Nothing further was said about Marian. The clergyman’s object in visiting Conolly was, it presently appeared, to borrow a portmanteau. When he was gone, Conolly returned to the laboratory, and wrote the following letter:


“My dear Marian

“I have just had two unexpected visits, one from Mrs. Fairfax, and one from George. Mrs. L.F. said you asked her to call and give me the news. When I told her, without blushing, that you had written to prepare me for her visit, she was rather put out, justly thinking me to mean that I did not believe her. As this is fully the thirty-sixth falsehood in which you have detected good Mrs. F., I fear you will be compelled, in spite of your principle of believing the best of everybody, to regard her in future as a not invariably accurate woman. She came with the object of making me go down to Sark. You were so young and so much admired: Mr. Douglas was so attentive: you should not be left entirely alone, and so forth. You will be angry with her; but she thinks Douglas so irresistible that she is genuinely anxious about you: I believe she really meant well this time. As to our reverend brother, his portmanteau burst in the train coming from Edinburgh; so he came to borrow mine, having apparently resolved to wear out those of all his friends before buying a new one. Unfortunately, he met Mrs. F. down the road; and she urged him to go down to Sark just as she had urged me. Now as George is incapable of holding his tongue when he ought, I feel sure that unless I tell you what Mrs. F. said, he will anticipate me. Otherwise I should not have mentioned it until your return, for fear of annoying you and spoiling your visit. So if his reverence hints or lectures, you will know what he means and not heed him. Mrs. F’s confidences have probably not been confined to me; but were I in your place, I should not make the slightest change in my conduct in consequence. At all events, if you feel constrained to display any sudden accession of reserve toward Douglas, tell him the reason; because if you dont, he will ascribe the change to coquetry.

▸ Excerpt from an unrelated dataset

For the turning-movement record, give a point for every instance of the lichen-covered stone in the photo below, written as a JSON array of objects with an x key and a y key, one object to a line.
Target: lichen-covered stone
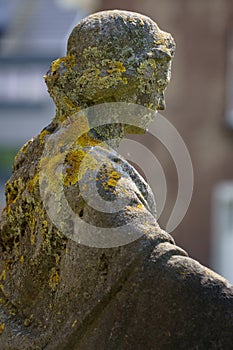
[{"x": 58, "y": 294}]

“I have turned the spare room on the first floor into a laboratory, and am sitting in it now. I’m thinking of fitting it up like a studio, and having private views of my inventions, as Scott has of his pictures. Parson’s man came with some flowers the other day, and informed me that three balls, to the first of which he was invited, took place in the house while I was away. One or two trifling dilapidations, and the fact that somebody has been tampering with the locks of the organ and piano, dispose me to believe this tale. Parson’s man declares that he was too virtuous to come to the two last entertainments after finding out that the first was a clandestine one; but I believe he made himself disagreeable, and was not invited. Probably he quarrelled with some military follower of Armande’s; for he was particularly bitter on the subject of a common soldier making free in a gentleman’s house. I have not said anything to the two culprits; but I have contrived to make them suspect that I know all; and they now do their duty with trembling diligence. Some man sat on the little walnut table and broke it; but no other damage worth mentioning has been done. The table was absurdly repaired with a piece of twine, and pushed into the recess between the organ and the front window, whence I sometimes amuse myself by the experiment of pulling it into broad daylight. It is always pushed back again before I return in the evening.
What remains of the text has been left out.